Prince got the idea for “Little Red Corvette” after falling asleep in band member Lisa Coleman’s pink Edsel. To easily produce such a hit while sleeping is talent! “It’s the perfect example of his startling ability to take inspiration from seemingly anything and turn it into pop magic. ‘Little Red Corvette’ was yet another mammoth hit from his fifth album ‘1999’; and with euphoric, pitch-defying vocal ad-libs like these, it’s hardly surprising is it?” says NME.

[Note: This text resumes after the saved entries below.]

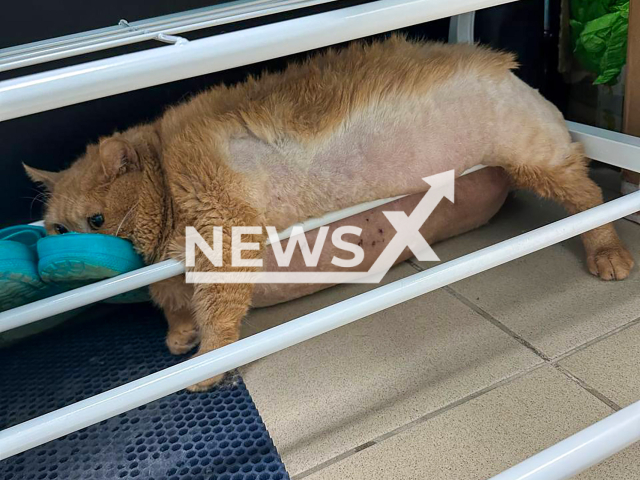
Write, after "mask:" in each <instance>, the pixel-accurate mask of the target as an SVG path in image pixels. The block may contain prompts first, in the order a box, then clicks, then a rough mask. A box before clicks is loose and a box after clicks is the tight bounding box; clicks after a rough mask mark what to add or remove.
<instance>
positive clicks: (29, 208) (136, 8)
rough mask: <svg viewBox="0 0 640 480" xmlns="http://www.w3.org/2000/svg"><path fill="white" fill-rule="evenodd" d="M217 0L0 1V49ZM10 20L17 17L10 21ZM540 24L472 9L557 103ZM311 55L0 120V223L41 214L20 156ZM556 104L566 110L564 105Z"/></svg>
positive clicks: (40, 211) (35, 165)
mask: <svg viewBox="0 0 640 480" xmlns="http://www.w3.org/2000/svg"><path fill="white" fill-rule="evenodd" d="M216 3H222V2H215V1H205V0H180V1H178V0H162V1H154V2H145V1H142V0H137V1H131V0H111V1H109V2H104V1H96V0H90V1H87V0H65V1H63V2H44V1H36V0H26V1H25V0H23V1H21V2H4V4H3V5H2V6H0V12H1V13H2V17H3V19H5V21H3V28H2V32H1V33H0V48H4V47H8V46H14V45H20V44H23V43H28V42H33V41H37V40H43V39H47V38H53V37H58V36H61V35H66V34H70V33H78V32H82V31H86V30H91V29H96V28H102V27H107V26H111V25H115V24H117V23H118V21H119V20H120V19H122V18H124V19H126V20H128V21H130V22H131V21H135V20H141V19H145V18H150V17H155V16H159V15H165V14H168V13H174V12H180V11H185V10H188V9H193V8H199V7H203V6H207V5H214V4H216ZM358 3H367V2H366V1H362V0H350V1H337V2H333V3H331V4H329V5H321V6H317V7H312V8H309V9H304V10H298V11H295V12H288V13H286V14H281V15H274V16H270V17H266V18H261V19H255V20H252V21H249V22H243V23H240V24H233V25H225V26H222V27H218V28H216V29H208V30H201V31H198V32H192V33H188V34H184V35H182V36H184V37H187V38H189V39H195V38H199V37H203V36H210V35H214V34H217V33H220V32H225V31H230V30H237V29H241V28H247V27H250V26H254V25H258V24H264V23H270V22H273V21H280V20H283V19H286V18H292V17H296V16H302V15H308V14H312V13H318V12H321V11H326V10H330V9H334V8H342V7H344V6H349V5H354V4H358ZM551 3H552V5H555V6H557V4H558V3H559V1H555V0H554V1H552V2H551ZM9 19H13V21H8V20H9ZM27 19H28V22H27ZM543 20H544V2H542V1H540V0H524V1H520V2H515V3H510V4H506V5H502V6H499V7H494V8H491V9H487V10H482V11H479V12H478V13H477V15H476V22H475V23H476V31H475V35H476V40H478V41H480V42H481V43H486V44H489V45H491V46H493V47H496V48H501V49H505V50H510V51H513V52H515V53H517V55H518V59H519V61H520V63H521V68H520V70H519V72H518V75H519V76H520V77H521V78H523V80H525V81H526V82H527V83H529V84H530V85H531V86H533V87H534V88H539V89H540V90H541V91H542V93H543V94H545V95H546V96H547V97H548V98H550V99H551V100H552V101H553V100H558V99H560V98H562V95H559V94H558V89H557V88H556V87H557V83H556V81H555V77H554V71H555V68H554V66H555V65H556V62H557V57H556V58H554V56H555V55H556V53H555V52H556V51H557V48H556V47H555V45H557V25H556V26H555V27H554V28H555V29H556V30H555V33H554V29H553V28H552V29H551V31H549V32H545V31H544V23H543ZM402 31H405V32H407V33H409V35H410V36H413V37H422V38H429V39H433V40H443V41H446V39H447V37H448V31H449V20H448V19H443V20H439V21H435V22H430V23H425V24H421V25H416V26H413V27H409V28H405V29H403V30H402ZM158 45H159V44H157V43H151V42H148V43H145V44H138V45H133V46H127V47H122V48H118V49H114V50H110V51H108V52H97V53H95V54H90V55H84V56H82V57H75V58H73V59H65V60H61V61H57V62H51V63H47V64H44V65H38V66H34V67H28V68H23V69H18V70H12V71H9V72H2V73H0V81H1V80H5V79H8V78H14V77H18V76H22V75H26V74H29V73H35V72H38V71H43V70H48V69H52V68H59V67H61V66H67V65H72V64H74V63H80V62H84V61H88V60H94V59H98V58H105V57H107V56H111V55H115V54H121V53H127V52H131V51H136V50H141V49H146V48H153V47H156V46H158ZM308 54H309V52H307V53H304V54H300V55H295V56H292V57H285V58H280V59H275V60H272V61H268V62H263V63H260V64H254V65H249V66H245V67H241V68H237V69H233V70H227V71H224V72H218V73H214V74H210V75H203V76H199V77H194V78H190V79H186V80H182V81H178V82H173V83H170V84H164V85H158V86H156V87H151V88H146V89H143V90H137V91H134V92H128V93H124V94H121V95H116V96H111V97H107V98H103V99H99V100H94V101H90V102H84V103H81V104H77V105H71V106H68V107H64V108H60V109H57V110H52V111H48V112H42V113H38V114H34V115H29V116H27V117H22V118H18V119H14V120H9V121H5V122H0V179H1V182H2V183H1V185H0V227H4V226H7V225H11V224H17V223H26V222H32V221H35V220H38V219H40V218H41V217H42V211H41V204H40V203H39V202H32V199H33V197H34V196H35V195H37V193H38V190H37V189H36V187H35V186H34V185H33V184H32V183H31V182H30V181H29V179H28V178H27V177H26V175H25V173H24V171H23V170H22V166H21V162H25V163H28V164H29V165H32V166H34V167H38V168H43V169H46V170H60V169H63V168H65V167H66V166H68V165H69V164H70V163H71V162H72V161H73V160H74V159H75V158H76V157H77V156H79V155H81V154H82V153H83V151H84V149H85V146H86V144H87V143H91V142H95V141H96V140H97V139H98V138H99V137H100V136H103V135H108V134H110V133H111V132H113V131H114V130H121V129H126V128H128V127H131V126H133V125H136V124H138V123H141V122H146V121H149V120H151V119H153V118H155V117H157V116H159V115H160V114H161V113H162V111H163V110H164V109H165V107H166V106H167V105H171V104H173V103H176V102H178V101H180V100H183V99H185V98H187V97H189V96H190V95H193V94H195V93H197V92H199V91H202V90H204V89H206V88H207V87H210V86H212V85H216V84H218V83H221V82H224V83H227V84H230V83H235V82H238V81H241V80H242V79H243V78H245V77H246V75H247V74H249V73H257V72H260V71H262V70H265V69H268V70H278V69H281V68H283V67H284V66H285V65H286V64H287V62H288V61H290V60H291V59H294V58H301V57H304V56H306V55H308ZM559 106H560V108H561V109H562V105H559Z"/></svg>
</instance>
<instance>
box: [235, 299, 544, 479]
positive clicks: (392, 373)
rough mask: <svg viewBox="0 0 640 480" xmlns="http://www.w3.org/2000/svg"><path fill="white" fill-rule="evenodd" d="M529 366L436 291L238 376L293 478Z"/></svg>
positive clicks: (533, 359) (353, 325) (404, 303)
mask: <svg viewBox="0 0 640 480" xmlns="http://www.w3.org/2000/svg"><path fill="white" fill-rule="evenodd" d="M309 301H313V302H315V300H313V299H312V298H310V299H309ZM307 307H308V306H307ZM283 308H284V306H283ZM315 308H317V305H313V308H310V310H313V309H315ZM295 309H296V314H298V313H300V310H301V309H302V310H303V308H302V307H300V306H298V307H296V308H295ZM539 362H540V358H539V357H537V356H536V355H534V354H533V353H531V352H530V351H529V350H528V349H526V348H525V347H523V346H522V345H520V344H519V343H518V342H516V341H515V340H513V339H512V338H511V337H509V336H508V335H506V334H505V333H503V332H502V331H501V330H499V329H498V328H496V327H494V326H493V325H491V324H490V323H489V322H487V321H486V320H485V319H483V318H481V317H480V316H479V315H477V314H476V313H474V312H473V311H471V310H470V309H469V308H468V307H466V306H465V305H464V304H462V303H460V302H459V301H458V300H456V299H455V298H454V297H453V296H451V295H449V294H448V293H446V292H444V291H436V292H433V293H431V294H428V295H425V296H423V297H419V298H417V299H414V300H412V301H410V302H407V303H404V304H402V305H398V306H396V307H393V308H391V309H389V310H386V311H383V312H380V313H378V314H376V315H373V316H371V317H369V318H367V319H363V320H361V321H359V322H356V323H353V324H350V325H348V326H345V327H343V328H340V329H338V330H334V331H332V332H329V333H327V334H325V335H322V336H320V337H317V338H315V339H312V340H310V341H308V342H305V343H303V344H300V345H297V346H294V347H291V348H288V349H286V350H283V351H281V352H279V353H276V354H274V355H271V356H269V357H267V358H265V359H262V360H260V361H258V362H255V363H253V364H251V365H249V366H247V367H245V368H244V369H242V376H243V378H244V380H245V382H246V384H247V387H248V388H249V391H250V392H251V395H252V397H253V399H254V401H255V403H256V405H257V407H258V409H259V410H260V413H261V415H262V417H263V419H264V421H265V423H266V425H267V427H268V429H269V432H270V433H271V435H272V437H273V439H274V441H275V443H276V445H277V447H278V451H279V452H280V454H281V455H282V458H283V460H284V462H285V465H286V466H287V469H288V471H289V472H290V473H291V474H292V475H295V474H297V473H300V472H302V471H305V470H307V469H309V468H311V467H313V466H315V465H318V464H320V463H322V462H324V461H327V460H329V459H331V458H333V457H335V456H336V455H339V454H341V453H343V452H345V451H347V450H349V449H352V448H355V447H357V446H359V445H362V444H363V443H365V442H368V441H370V440H371V439H373V438H376V437H378V436H379V435H383V434H385V433H387V432H389V431H391V430H393V429H395V428H398V427H400V426H403V425H405V424H407V423H408V422H410V421H412V420H415V419H417V418H419V417H421V416H423V415H425V414H427V413H429V412H432V411H434V410H436V409H438V408H441V407H443V406H445V405H448V404H450V403H451V402H454V401H457V400H460V399H462V398H464V397H465V396H467V395H470V394H472V393H474V392H477V391H479V390H481V389H483V388H485V387H487V386H489V385H492V384H494V383H496V382H498V381H500V380H502V379H504V378H507V377H509V376H511V375H514V374H516V373H517V372H521V371H524V370H526V369H528V368H531V367H532V366H534V365H536V364H538V363H539Z"/></svg>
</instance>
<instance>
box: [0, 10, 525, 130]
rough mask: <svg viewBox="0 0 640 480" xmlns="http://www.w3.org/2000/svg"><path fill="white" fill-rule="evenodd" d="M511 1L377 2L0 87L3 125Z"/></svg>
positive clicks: (270, 25)
mask: <svg viewBox="0 0 640 480" xmlns="http://www.w3.org/2000/svg"><path fill="white" fill-rule="evenodd" d="M510 1H513V0H449V1H446V2H443V1H442V0H379V1H377V2H372V3H366V4H363V5H358V6H354V7H347V8H343V9H339V10H334V11H331V12H325V13H320V14H316V15H309V16H306V17H302V18H296V19H293V20H288V21H284V22H278V23H275V24H271V25H263V26H259V27H254V28H248V29H245V30H241V31H237V32H230V33H226V34H224V35H218V36H214V37H209V38H205V39H201V40H194V41H191V42H187V43H181V44H176V45H171V46H167V47H159V48H154V49H151V50H145V51H142V52H136V53H130V54H127V55H120V56H117V57H113V58H108V59H104V60H98V61H95V62H88V63H84V64H82V65H76V66H72V67H67V68H62V69H58V70H52V71H49V72H44V73H39V74H34V75H29V76H25V77H20V78H16V79H12V80H5V81H4V82H0V121H2V120H8V119H11V118H16V117H21V116H25V115H30V114H32V113H37V112H43V111H46V110H51V109H54V108H58V107H64V106H66V105H72V104H75V103H80V102H84V101H87V100H93V99H96V98H102V97H107V96H109V95H116V94H118V93H123V92H128V91H131V90H137V89H140V88H145V87H150V86H153V85H160V84H162V83H167V82H173V81H176V80H181V79H183V78H189V77H195V76H197V75H203V74H206V73H211V72H217V71H221V70H227V69H229V68H234V67H239V66H242V65H247V64H250V63H255V62H260V61H263V60H268V59H271V58H277V57H282V56H285V55H290V54H294V53H299V52H304V51H307V50H312V49H314V48H320V47H325V46H327V45H332V44H336V43H340V42H345V41H348V40H353V39H356V38H361V37H365V36H368V35H373V34H377V33H382V32H386V31H390V30H394V29H397V28H402V27H406V26H407V25H414V24H417V23H422V22H428V21H431V20H437V19H439V18H444V17H450V16H452V15H458V14H460V13H465V12H469V11H472V10H478V9H482V8H486V7H491V6H494V5H500V4H503V3H508V2H510Z"/></svg>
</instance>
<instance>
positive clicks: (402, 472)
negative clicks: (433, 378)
mask: <svg viewBox="0 0 640 480" xmlns="http://www.w3.org/2000/svg"><path fill="white" fill-rule="evenodd" d="M610 413H612V411H611V410H610V409H609V407H607V406H606V405H604V404H603V403H601V402H600V401H598V400H597V399H595V398H594V397H593V396H591V395H590V394H589V393H587V392H586V391H585V390H583V389H581V388H580V387H578V386H577V384H575V383H574V382H572V381H571V380H569V379H567V377H565V376H564V375H562V374H561V373H559V372H557V371H556V370H554V369H553V368H551V367H543V368H541V369H538V370H536V371H534V372H532V373H530V374H528V375H526V376H525V377H523V378H520V379H518V380H515V381H513V382H510V383H508V384H506V385H503V386H500V387H498V388H496V389H495V390H492V391H490V392H489V393H487V394H485V395H482V396H480V397H478V398H476V399H474V400H472V401H469V402H467V403H465V404H463V405H460V406H458V407H456V408H454V409H451V410H449V411H447V412H445V413H443V414H441V415H438V416H436V417H434V418H432V419H429V420H427V421H426V422H424V423H420V424H417V425H415V426H414V427H412V428H411V429H408V430H406V431H404V432H402V433H400V434H398V435H396V436H393V437H390V438H388V439H386V440H384V441H382V442H381V443H379V444H377V445H374V446H371V447H369V448H367V449H365V450H362V451H360V452H358V453H355V454H354V455H352V456H350V457H347V458H345V459H344V460H342V461H340V462H338V463H335V464H333V465H331V466H329V467H327V468H325V469H322V470H320V471H318V472H316V473H314V474H312V475H310V476H308V477H307V479H308V480H336V479H340V480H371V479H391V478H393V479H397V480H410V479H415V480H424V479H429V480H484V479H487V478H489V477H491V476H492V475H495V474H497V473H499V472H501V471H503V470H505V469H506V468H508V467H510V466H512V465H514V464H516V463H518V462H520V461H522V460H524V459H525V458H528V457H530V456H531V455H533V454H535V453H536V452H538V451H540V450H542V449H544V448H547V447H549V446H551V445H553V444H554V443H556V442H558V441H560V440H562V439H564V438H566V437H568V436H569V435H572V434H573V433H575V432H577V431H579V430H581V429H583V428H585V427H587V426H588V425H590V424H592V423H594V422H596V421H598V420H600V419H601V418H603V417H605V416H607V415H609V414H610ZM638 451H640V449H637V448H636V449H635V451H632V450H629V451H627V452H623V453H621V454H619V455H617V456H616V457H612V458H611V459H610V460H608V461H607V462H606V463H605V464H602V465H601V466H599V467H595V468H594V469H591V470H590V471H589V470H588V471H587V472H584V473H583V474H581V475H580V476H578V477H576V478H578V479H580V480H603V479H607V480H611V479H616V480H623V479H625V480H632V479H637V478H640V463H639V462H637V461H636V460H637V457H635V458H634V455H633V454H634V453H635V454H637V453H638Z"/></svg>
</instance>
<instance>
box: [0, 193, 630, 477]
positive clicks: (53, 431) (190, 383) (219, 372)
mask: <svg viewBox="0 0 640 480" xmlns="http://www.w3.org/2000/svg"><path fill="white" fill-rule="evenodd" d="M638 210H640V192H635V193H632V194H630V195H627V196H625V197H622V198H618V199H616V200H612V201H610V202H608V203H606V204H604V205H600V206H598V207H595V208H592V209H590V210H588V211H585V212H581V213H578V214H576V215H573V216H571V217H568V218H565V219H563V220H560V221H557V222H555V223H552V224H549V225H546V226H544V227H541V228H538V229H536V230H533V231H531V232H528V233H525V234H523V235H520V236H518V237H515V238H511V239H509V240H505V241H504V242H500V243H498V244H496V245H492V246H490V247H487V248H484V249H482V250H479V251H477V252H474V253H471V254H469V255H465V256H463V257H460V258H458V259H456V260H452V261H450V262H446V263H443V264H441V265H438V266H436V267H433V268H431V269H429V270H427V271H425V272H421V273H417V274H415V275H412V276H410V277H408V278H404V279H402V280H398V281H396V282H393V283H390V284H388V285H385V286H382V287H378V288H376V289H374V290H371V291H369V292H366V293H363V294H361V295H358V296H356V297H353V298H350V299H348V300H345V301H342V302H340V303H337V304H335V305H331V306H329V307H326V308H323V309H322V310H318V311H316V312H313V313H310V314H308V315H304V316H302V317H300V318H297V319H295V320H292V321H290V322H287V323H285V324H282V325H279V326H277V327H274V328H271V329H269V330H266V331H264V332H261V333H258V334H256V335H253V336H251V337H248V338H245V339H243V340H240V341H238V342H236V343H233V344H231V345H227V346H226V347H223V348H220V349H218V350H214V351H212V352H209V353H206V354H204V355H201V356H199V357H196V358H192V359H189V360H186V361H185V362H182V363H180V364H178V365H175V366H173V367H170V368H167V369H164V370H161V371H159V372H156V373H154V374H152V375H149V376H147V377H144V378H141V379H139V380H136V381H133V382H130V383H128V384H126V385H122V386H121V387H117V388H114V389H112V390H109V391H107V392H104V393H101V394H99V395H96V396H94V397H91V398H88V399H86V400H83V401H80V402H77V403H74V404H72V405H69V406H67V407H64V408H61V409H59V410H56V411H54V412H51V413H48V414H46V415H43V416H41V417H38V418H34V419H33V420H29V421H27V422H24V423H22V424H19V425H16V426H14V427H11V428H8V429H6V430H3V431H2V432H0V460H2V459H4V458H6V457H9V456H11V455H15V454H18V453H20V452H23V451H25V450H28V449H29V448H33V447H35V446H38V445H41V444H43V443H45V442H48V441H50V440H53V439H55V438H59V437H61V436H63V435H66V434H68V433H70V432H73V431H76V430H79V429H81V428H84V427H87V426H89V425H92V424H94V423H97V422H100V421H102V420H105V419H107V418H110V417H113V416H114V415H118V414H120V413H122V412H125V411H127V410H130V409H132V408H135V407H138V406H140V405H143V404H145V403H149V402H151V401H153V400H156V399H158V398H161V397H163V396H165V395H169V394H171V393H173V392H176V391H178V390H181V389H183V388H185V387H187V386H189V385H192V384H194V383H198V382H200V381H203V380H205V379H207V378H210V377H213V376H215V375H218V374H221V373H223V372H227V371H229V370H231V369H234V368H237V367H239V366H242V365H245V364H247V363H249V362H252V361H254V360H257V359H260V358H262V357H265V356H267V355H270V354H272V353H275V352H277V351H280V350H282V349H284V348H287V347H290V346H292V345H296V344H298V343H300V342H303V341H305V340H308V339H310V338H313V337H315V336H318V335H321V334H323V333H326V332H328V331H330V330H333V329H335V328H338V327H341V326H343V325H346V324H348V323H351V322H354V321H356V320H359V319H361V318H364V317H366V316H368V315H372V314H374V313H376V312H379V311H381V310H384V309H386V308H389V307H392V306H394V305H397V304H399V303H402V302H406V301H407V300H410V299H412V298H415V297H417V296H419V295H423V294H425V293H428V292H431V291H433V290H436V289H438V288H441V287H444V286H446V285H449V284H451V283H454V282H457V281H459V280H462V279H464V278H467V277H470V276H472V275H476V274H478V273H480V272H484V271H485V270H489V269H490V268H493V267H496V266H498V265H502V264H504V263H507V262H509V261H511V260H515V259H516V258H520V257H522V256H524V255H528V254H530V253H533V252H535V251H538V250H541V249H543V248H545V247H548V246H549V245H554V244H556V243H558V242H562V241H564V240H566V239H568V238H571V237H573V236H575V235H578V234H580V233H583V232H586V231H588V230H591V229H593V228H596V227H598V226H600V225H603V224H605V223H608V222H611V221H613V220H616V219H618V218H621V217H624V216H626V215H629V214H631V213H634V212H636V211H638ZM639 435H640V432H639ZM584 461H588V459H584ZM546 480H553V479H551V478H550V477H548V478H547V479H546Z"/></svg>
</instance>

Prince dreamt the lyrics of this song. It sounds like “Little Red Corvette” is a waterfall of inspiration trickling into Stevie Nick’s creativity as well. “The track would go on to inspire Fleetwood Mac’s Stevie Nicks to create ‘Stand Back’. Nicks and her new husband Kim Anderson were driving North to Santa Barbara for their honeymoon when she first heard the single. Humming along to the track, she found new lyrics coming to her, leading her to demand her husband pull over and buy a dictaphone from the gas stations so she could record a rough demo,” states Far Out Magazine.

Talk about subliminal messages. Let’s just say that in “Little Red Corvette,” Prince was not talking about a car. We’ll leave it at that.“Prince at his most unrepentantly commercial. If MTV and US rock radio wouldn’t play black soul artists, then there was a black soul artist who could make pop-rock singles of a caliber they couldn’t ignore. It was his biggest hit to date, censors apparently missing a reference to its heroine’s pocketful of condoms (‘some of them used’) in the second verse,” adds The Guardian.

5. “Let’s Go Crazy” (1984)

For Prince fans, “Let’s Go Crazy” was the conversion moment. It is the perfect opening to the “Purple Rain” album. “Following When Doves Cry to the top of the Billboard R&B and Hot 100 charts, it confirmed that the US was all too ready to go nuts for his Royal Badness – who, in turn, used the song to cement himself as a guitar hero as much as he was a rock messiah come to save the world from sins of unfunkiness,” informs This Is Dig.

“Let’s Go Crazy” has one of the greatest intros of the 80s. It leads into a relentless rhythmic clatter. Yarbarker boasts, “No one has ever touched a recording studio like Prince and the Revolution did the day they laid this rocker down. Prince’s wordplay is exquisite (”Pills and thrills and daffodils will kill’), and the Revolution steps up to the sonic task. It’s a musical narcotic — a controlled substance in 4/4 time.”

After Prince’s death, Bruno Mars performed “Let’s Go Crazy” in tribute dressed in full Prince attire at the 2017 Grammys. “In the song, Prince takes the persona of a preacher and is joined by a church organ as he gives a sermon, reminding us that we should enjoy this life, knowing that we can look forward to a world of never-ending happiness when we die,” states Smooth Radio.